Затем Новый год. Моя первая ёлка, в главном здании школы. Покрытые краской-серебрянкой картонные рыбки, зайчики, разноцветные бумажные гирлянды на зелёной хвое ёлки. Кружащие вокруг неё миниатюрные, с красивенькими, как у ангелочков, личиками девочки, в белых кисейных платьицах. И мальчики, в нарядных рубашках. Почти все – дети наших учителей и наших хуторских начальников.
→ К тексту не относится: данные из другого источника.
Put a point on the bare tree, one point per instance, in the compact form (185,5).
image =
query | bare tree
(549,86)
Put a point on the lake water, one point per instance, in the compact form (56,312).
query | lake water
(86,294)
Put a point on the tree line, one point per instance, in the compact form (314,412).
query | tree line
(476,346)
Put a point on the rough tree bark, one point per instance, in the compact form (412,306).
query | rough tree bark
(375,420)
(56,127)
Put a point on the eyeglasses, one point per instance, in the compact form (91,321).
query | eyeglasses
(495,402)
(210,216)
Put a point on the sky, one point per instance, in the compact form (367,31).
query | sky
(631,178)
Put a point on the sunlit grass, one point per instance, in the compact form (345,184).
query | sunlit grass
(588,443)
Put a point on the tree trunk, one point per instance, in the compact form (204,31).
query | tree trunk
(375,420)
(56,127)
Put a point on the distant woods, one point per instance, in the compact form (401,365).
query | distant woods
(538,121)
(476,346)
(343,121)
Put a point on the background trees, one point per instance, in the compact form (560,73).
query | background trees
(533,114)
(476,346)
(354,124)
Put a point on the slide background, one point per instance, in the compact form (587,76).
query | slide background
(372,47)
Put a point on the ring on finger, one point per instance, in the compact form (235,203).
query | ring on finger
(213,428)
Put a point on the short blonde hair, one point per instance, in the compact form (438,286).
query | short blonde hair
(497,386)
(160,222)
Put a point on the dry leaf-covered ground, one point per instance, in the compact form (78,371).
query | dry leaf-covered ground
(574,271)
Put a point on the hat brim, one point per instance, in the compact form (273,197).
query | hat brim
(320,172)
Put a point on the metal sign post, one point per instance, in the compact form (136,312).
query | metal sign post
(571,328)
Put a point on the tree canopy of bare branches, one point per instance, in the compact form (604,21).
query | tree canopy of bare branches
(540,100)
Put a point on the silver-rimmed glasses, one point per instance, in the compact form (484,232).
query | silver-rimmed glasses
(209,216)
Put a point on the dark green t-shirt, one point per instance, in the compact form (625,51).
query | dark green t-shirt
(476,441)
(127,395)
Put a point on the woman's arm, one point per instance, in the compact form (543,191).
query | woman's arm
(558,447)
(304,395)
Егорка «Бубля» как-то рассказывал, у них даже свои велики есть. Раскатывают на них. Сейчас же хочется думать не об этом. Я просто влюблён в эти красивенькие личики.
На этой ёлке – первая моя награда от школы. За отличную учёбу: пять школьных тетрадок, кулёчек карамелек и… портретик Сталина, в красной, картонной рамочке.
Мартовским знобким днём к нам, ни с того ни с сего, завалился хуторской хохмач-смешила дядька Яким Пивнюк. Снимает солдатскую шапку, крестится на икону и, оголив в непонятном веселье жёлтые, прокуренные зубы, достаёт из кармана рваного полушубка чекушку водки. Роскошь для такой голытьбы, как Пивнюки, невообразимая.
- Оцэ да-а! – крайне удивляется мамка.
- Эт-та ж ради чего? – озадачен и батя.
- Сидайтэ, люды добри! – приглашает, растянув в улыбке сизые, обветренные губы Яким. - Выпьем! Сталин, наш «батько», помэр! Оцэ, Олёна, хоть стыдно, хоть ни, дай цыбулыну на закуску? – просит он окаменело глазеющую на него мамку.